Tuesday 31 August 2010

No roses in Picardy

Our breakfast is an international melange: French - exquisite fresh bread; German - Aldi’s brilliant fruit and nut muesli; and our Aussie standby: vegemite, which we bought across with us as we can't seem to do without it overseas. 

We head out amid peaceful green fields and discover we are in Picardy. There are no roses in Picardy. But there are graves. Never-ending fields of symmetrical, meticulously kept war graves. Oddly, we would not have chosen to come this way. We usually avoid war areas and war memorabilia, as philosophical objectors. 

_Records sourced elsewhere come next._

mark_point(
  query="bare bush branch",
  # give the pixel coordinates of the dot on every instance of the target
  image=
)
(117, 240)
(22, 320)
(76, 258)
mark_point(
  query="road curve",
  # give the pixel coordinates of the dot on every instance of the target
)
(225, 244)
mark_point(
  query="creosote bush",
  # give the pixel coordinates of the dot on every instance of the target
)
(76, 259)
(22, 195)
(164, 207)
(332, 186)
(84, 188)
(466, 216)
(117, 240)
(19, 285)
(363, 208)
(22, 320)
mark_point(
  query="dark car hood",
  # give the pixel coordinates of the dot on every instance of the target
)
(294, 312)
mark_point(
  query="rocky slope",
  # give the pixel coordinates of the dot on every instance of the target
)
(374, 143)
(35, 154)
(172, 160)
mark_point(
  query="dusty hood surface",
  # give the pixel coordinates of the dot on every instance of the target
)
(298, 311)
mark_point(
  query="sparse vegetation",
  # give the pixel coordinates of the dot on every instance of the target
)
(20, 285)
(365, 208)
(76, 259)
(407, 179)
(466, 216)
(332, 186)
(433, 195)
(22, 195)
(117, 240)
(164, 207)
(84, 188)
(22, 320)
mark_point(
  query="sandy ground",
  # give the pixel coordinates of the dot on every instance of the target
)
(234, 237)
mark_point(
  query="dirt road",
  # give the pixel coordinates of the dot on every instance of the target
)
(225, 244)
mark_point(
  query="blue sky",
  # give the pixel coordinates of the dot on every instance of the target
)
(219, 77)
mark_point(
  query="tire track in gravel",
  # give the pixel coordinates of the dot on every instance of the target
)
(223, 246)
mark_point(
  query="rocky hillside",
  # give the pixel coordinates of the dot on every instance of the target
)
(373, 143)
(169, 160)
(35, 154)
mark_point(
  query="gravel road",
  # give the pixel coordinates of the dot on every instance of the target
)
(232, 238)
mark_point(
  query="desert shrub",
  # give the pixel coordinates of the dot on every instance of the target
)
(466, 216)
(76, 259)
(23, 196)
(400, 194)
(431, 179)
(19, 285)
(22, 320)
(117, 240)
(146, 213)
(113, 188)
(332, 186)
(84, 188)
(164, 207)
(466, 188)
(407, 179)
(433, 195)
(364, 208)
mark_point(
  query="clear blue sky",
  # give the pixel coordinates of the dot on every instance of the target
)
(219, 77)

We were woken by sunlight and the smell of fresh baked French bread wafting through the motorhome windows from the village boulangerie. All so at peace. It is only when we pass a sign identifying the region as the sight of one of the bloodiest battles in the Great War, the Somme, that I begin to think some of my Irish heritage is kicking in, and that fate, and the Irish faeries, have drawn us here. I suddenly realise that it is here that my funny fat little Grandfather Harry went quite bonkers. When he was only seventeen. 

Here, he lay in a trench that he had dug to protect himself, shivering in the only warmth he owned, his Army-issue greatcoat; his blisters raw and bleeding in ill-fitting army boots as he tried, under orders, to take potshots at other boys, as young as he was, barely 17, just out of sight, just over the hill, trying to hide, too, in their shallow dugout shelters, all of them shivering in mind-bending fear. 

The fields they fought are now littered with silent earth covered bodies, topped with white crosses; and, sometimes, red poppies. The boys are two to a grave, ten graves wide, seventeen rows deep. I count 340 to each plot. And, tragically, here are 20 more massive plots. That makes seven thousand innocents, not yet men, lying buried in this field alone. And this is one field. There are thousands upon thousands more in each burial field as we silently pass. 

Down this row of plane trees lining the road my grandfather likely marched with his battalion. Into this tiny village church, under this spire, he probably crept to pray. To stay alive. Even shell-shocked and witless. Wave after battlefodder wave of these young men who set out from Australia, Canada, Britain, France and Germany in that Great War, fell for the last time on these Flanders fields. Where wild poppies now bow their tall heads in the summer. At the intolerable senselessness of it all. The day stretches on, past the endless mass of simple white crosses standing symmetrical in every field. 

We have, as always in France, invitations to park our motorhome in wonderful rural locations throughout France, all for free. Tonight we are parked in one of the loveliest we’ve visited. It is a farm, in the heart of another village, opposite another church, with another lovely church bell tolling away gentle hours from its tower. 

The farmhouse is large. Its two stories front the village street with its back into a gardened courtyard. The outhouses, including stone and stuccoed homes for permanent farm workers, large barns, and neat machinery sheds are all built around the perimeter of a large internal square.

Like the old fortified bastides of earlier days. It all feels very secure, womb-like. 

Monsieur Alain, the owner, greets us and encourages Bec to take a walk beyond the farm gates to visit the donkeys, ponies, geese, rabbits, pigs and chickens in the fields. As usual, the animals flock to her and she is generous with her pats. 

After a long walk around the village we buy local honey and aged beer, reminiscent of how I imagine medieval mead must have tasted, and it is all utterly delicious! And, again, we marvel how much better everything seems to taste in France. Dinner tonight is fennel with wine-doused steak. We finish off with something wicked (abricot tartlette) from this morning’s village boulangerie. We fall asleep smiling, and wake when a cockerel crows.